アーデルは呆れた顔をしつつも亜空間からクッキーを取り出した。
「なんの話をしていたのかは知りませんが、飲まず食わずじゃいい案はでませんよ。まずはクッキーを食べつつ、紅茶で喉を潤わせてからにしましょう!」
その後、テキパキとオフィーリアが動き、テーブルの上にクッキーと紅茶が人数分用意される。

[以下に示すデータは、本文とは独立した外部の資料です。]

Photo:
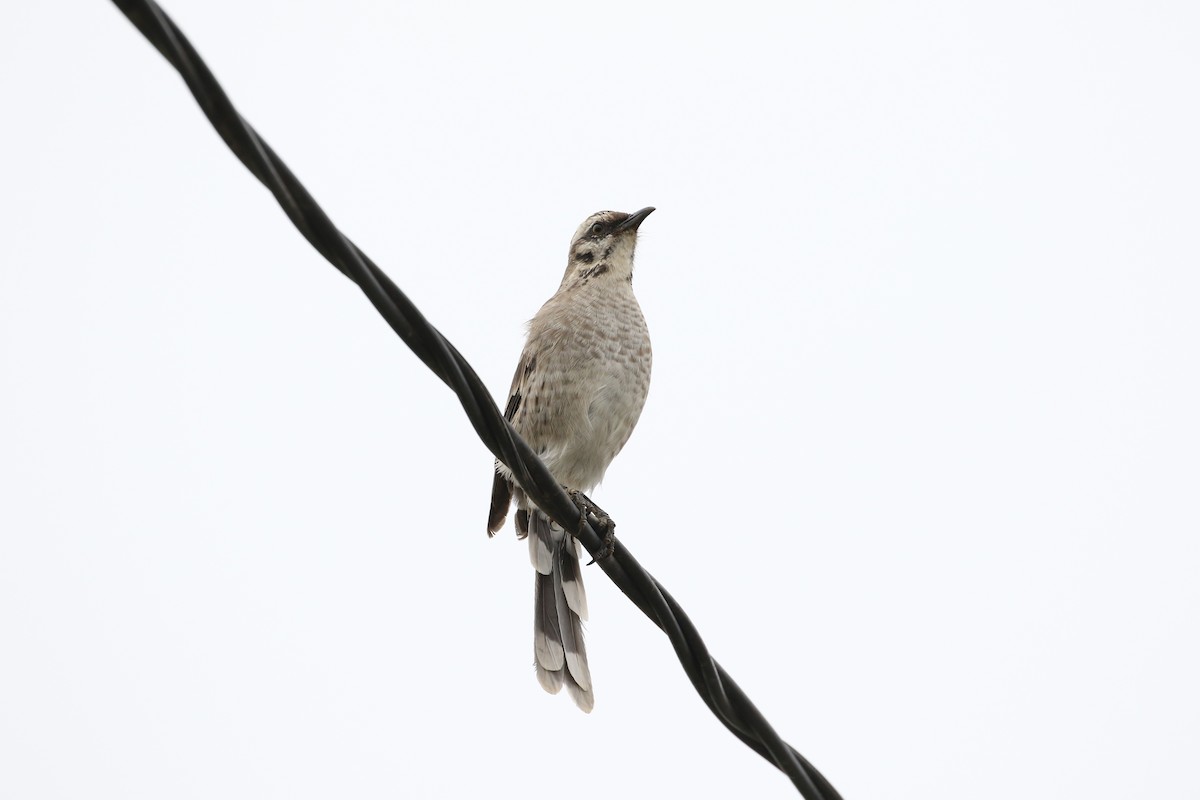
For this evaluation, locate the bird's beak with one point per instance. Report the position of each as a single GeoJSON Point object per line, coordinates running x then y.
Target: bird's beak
{"type": "Point", "coordinates": [634, 220]}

全員がクッキーを食べ、紅茶を飲んでから一息つく感じになった。
「それでこちらのおじいさんはどちら様なんですか?」
「先々代の王だとさ」
「へー……へぇ!?」
オフィーリアがあまりにも驚きの表情でディグレスを見たため、ディグレスも噴き出すほどだった。
「面白い娘だな。儂はディグレスじゃ」
「オ、オフィーリアです……」
「ふむ、その恰好からするとサリファ教の信者か?」
「は、はい、神官見習いです……」
「そうか。もう一つ聞きたいのだが、ここにいるアーデルとは友なのか。ずいぶんと親し気に見えたが」
「そ、そうですね。控えめに言って親友かと……」
アーデルが「いつの間に?」とは思ったが、それを口に出すほど野暮ではない。
「なら、親友として説得してくれぬか。儂はアーデルに頼みたいことがあるのだが、首を縦に振ってくれぬのだ」
「ええと……?」
オフィーリアが首を傾げていると、コンスタンツがこれまでの事情を話した。
ブラッドもパペットもオフィーリアと一緒に話を聞いていたが、どちらも特に表情に変化はない。
オフィーリアだけは「なるほど」と頷いた。
「事情は分かりました。ならアーデルさん」
「……なんだい?」
アーデルは警戒しつつ、オフィーリアの言葉を待つ。
「安心してください、アーデル様のことならメイディー様が色々やってくれます。サリファ教でアーデル様は英雄だと宣伝しますから」
「……なんだって?」
「そういうのはサリファ教にお任せです。この国が滅んでもサリファ教は滅びませんので、未来永劫、魔女様を称えますから!」
この言葉に全員が目を丸くしていたが、オフィーリアだけはドヤ顔だ。
「アーデルさんは魔女様が未来で変な二つ名がつかないようにしたいけど、頼みを聞くのも嫌なんですよね?」
「そこまではっきり言われると困るけど、その通りだよ」
「なら魔女様の不名誉な名前の方は安心してください。メイディー様に言えば絶対に悪いようにはしませんから。ただ……」
「ただ、なんだい?」
「それとは別に頼みというのを聞いてあげてくれませんか? 私としては目の前にいるアーデルさんにも不名誉な名前がついて欲しくないので、人助け的なことをしてほしいかなーなんて。もちろん絶対に嫌な事ならしなくていいですけど、聞くだけ聞いてみませんか……?」
やや上目遣いでオフィーリアはアーデルを見つめる。
アーデルは「はぁー」と大げさな溜息をついてから、テーブルの上にあった残りのクッキーをバリボリと音を立てながら全部食べた。そして紅茶で流し込む。
「仕方ないね。聞くだけは聞いてやるよ。フィーに感謝しな」
ディグレスは驚いた顔になり、オフィーリアに軽く頭をさげてから、アーデルの方を見て「頼み」について話し始めた。